Buttate nel cestino le “veline” abbiamo visto la realtà, dalla strada
di iena di strada Marco Benanti
Secondo il Questore di Catania Salvatore Longo la città sarebbe più sicura. Davvero? Proprio così: lo ha dichiarato alla stampa ufficiale, quella che conta. Accanto alla “nuova” (i media alla moda)che fa rimbalzare le sempre “brillanti” operazioni della polizia. Di fatto, “un’orchestra”. Ma la città è davvero migliorata dal punto di vista della sicurezza? L’ “inferno catanese” di un tempo sta forse divenendo un “paradiso prossimo venturo”?
Messe da parte (anzi buttate nel secchio) le “veline” del Palazzo, abbiamo cominciato a girare per vedere questa “Catania più sicura”. Siamo andati nelle “zone difficili” quelle cosiddette “a rischio”, che –non casualmente- sono quelle popolari e di periferia. Come San Cristoforo, “cuore catanese”, quartiere storico, un simbolo –nel bene e nel male- di Catania. Una zona di fatto “off shore” (lo è da sempre), dove il rispetto minimo delle regole, in molte sue zone, è inesistente. E non si vede anima viva, a quelle in divisa, ci riferiamo.

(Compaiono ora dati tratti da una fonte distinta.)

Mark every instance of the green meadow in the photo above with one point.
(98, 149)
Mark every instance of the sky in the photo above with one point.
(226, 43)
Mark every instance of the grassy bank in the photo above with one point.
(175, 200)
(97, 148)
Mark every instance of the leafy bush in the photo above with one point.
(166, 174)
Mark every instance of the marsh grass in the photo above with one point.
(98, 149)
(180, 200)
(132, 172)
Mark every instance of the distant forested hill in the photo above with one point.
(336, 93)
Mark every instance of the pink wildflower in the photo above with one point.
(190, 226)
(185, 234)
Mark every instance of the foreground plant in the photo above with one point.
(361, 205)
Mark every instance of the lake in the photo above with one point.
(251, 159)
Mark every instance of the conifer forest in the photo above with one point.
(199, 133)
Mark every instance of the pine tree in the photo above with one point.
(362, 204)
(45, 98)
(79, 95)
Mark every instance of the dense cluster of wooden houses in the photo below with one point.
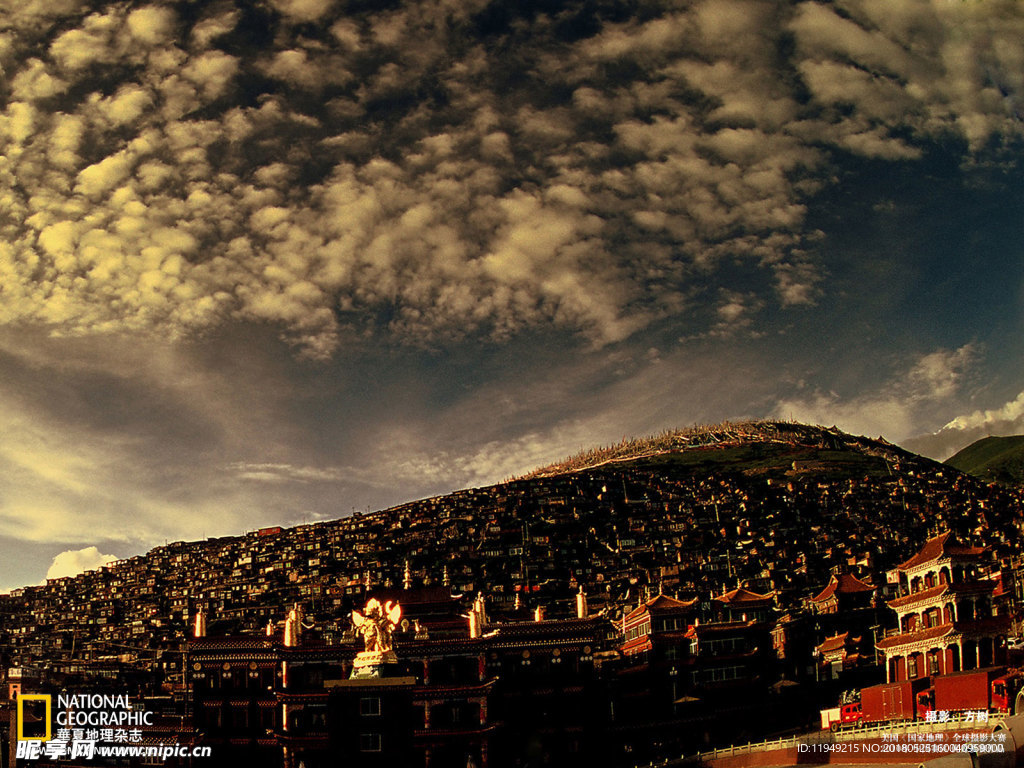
(627, 607)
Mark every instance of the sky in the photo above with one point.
(273, 262)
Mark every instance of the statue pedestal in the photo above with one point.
(374, 664)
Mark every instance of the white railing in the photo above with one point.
(956, 722)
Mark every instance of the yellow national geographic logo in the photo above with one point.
(34, 716)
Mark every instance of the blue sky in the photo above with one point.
(270, 262)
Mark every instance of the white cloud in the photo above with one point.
(72, 562)
(897, 408)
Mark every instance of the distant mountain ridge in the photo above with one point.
(724, 433)
(992, 459)
(775, 507)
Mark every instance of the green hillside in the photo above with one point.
(993, 460)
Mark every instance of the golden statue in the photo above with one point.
(376, 624)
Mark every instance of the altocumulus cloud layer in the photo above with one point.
(435, 169)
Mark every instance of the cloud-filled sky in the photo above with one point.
(266, 262)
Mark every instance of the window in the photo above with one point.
(370, 706)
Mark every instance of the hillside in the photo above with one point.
(772, 506)
(992, 460)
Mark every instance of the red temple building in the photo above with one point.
(944, 612)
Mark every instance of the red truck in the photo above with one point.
(992, 688)
(883, 702)
(891, 700)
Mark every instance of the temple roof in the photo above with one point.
(937, 547)
(663, 604)
(742, 596)
(834, 643)
(844, 584)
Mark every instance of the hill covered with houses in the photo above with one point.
(768, 506)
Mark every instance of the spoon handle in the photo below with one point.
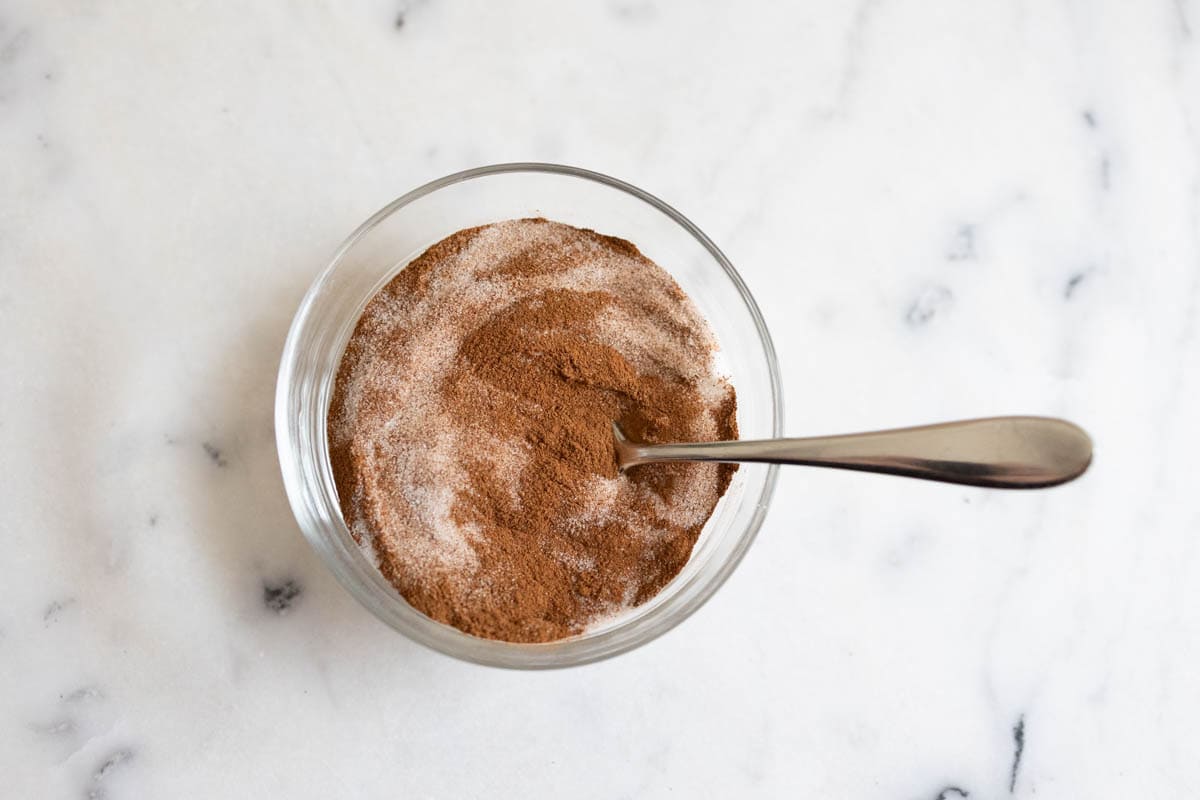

Ma come mai? Verifichiamo che il commissariato San Cristoforo ha poco più di 15 uomini su cui contare. Per un quartiere di circa 30 mila abitanti. Niente male. Abbiamo un ricordo antico –da cronisti- del commissariato San Cristoforo, avanposto dello Stato in una “terra straniera”, nato all’inizio degli anni Duemila, con l’appoggio delle istituzioni, a comiciare del sindaco Bianco, che poi divenne Ministro degli Interni. Un commissariato-modello, un esempio di controllo del territorio e di acume investigativo: anche perché restare seduti a raccogliere denunce non è proprio il primo dovere di un poliziotto. E gli uomini in queste zone soprattutto servono per il controllo del territorio, per sapere cosa accade, non solo per scrivere scartoffie.
Ma ci ricordiamo di più:
per anni in questo commissariato gli arresti erano copiosi. Altri tempi, c’erano uomini (circa trenta o più), mezzi e possibilità diverse. Però, è vero: oggi Catania è più sicura. E per fortuna, alla Questura centrale si concentrano uomini e risorse. Così si fa: accentrare rende più efficiente il territorio. O forse sarebbe necessario il contrario?
E’ talmente vero che Catania è più sicura, che nel nostro giro nel quartiere notiamo sempre la stessa auto della polizia: ma rispetta gli standard di sicurezza l’auto stessa? A vederla da vicino, non sembrerebbe. Ma davvero nella “città più sicura” si può notare un mezzo di polizia “fuorilegge”?
In queste condizioni, può capitare che un attentato dinamitardo colpisca il commissariato (è successo ad inizio anno), come può succedere che alcuni colpi d’arma da fuoco vengano sparati sull’immobile che ospita il commissariato. Che significato hanno simili gesti? Ricordare che si può vivere da “indiani” accerchiati dalle “giacche blu” dell’ordine reale e non virtuale? Una bella “battaglia”, diversa da quella evocata sulle “veline”.
Certo, l’opera di chi lavora per questo Stato anche a San Cristoforo è difficile e gli sforzi quotidiani non mancano, come la volontà di ascoltare e stare vicino alla gente. Anche perché il quartiere ha problemi seri e antichi: dove non c’è nulla o quasi in termini di occupazione, se non il mercato della droga (molto redditizio per il crimine, non proprio da disprezzare -in tema di possibilità di arresti- per chi vuole fare carriera con la divisa), è complicato fare bei discorsi, magari retorici.
Non sarebbe il caso di “cambiare registro” davvero, non solo con le manette, ma aumentando occasioni di occupazione e di vita sana, con qualche impianto sportivo degno di questo nome, con occasioni di socialità autentiche e umane? Più delle “veline” da “informazione ufficiale” forse sarebbe necessario altro, magari che lo Stato cambiasse, oltre macchina della polizia, “faccia” anche a San Cristoforo?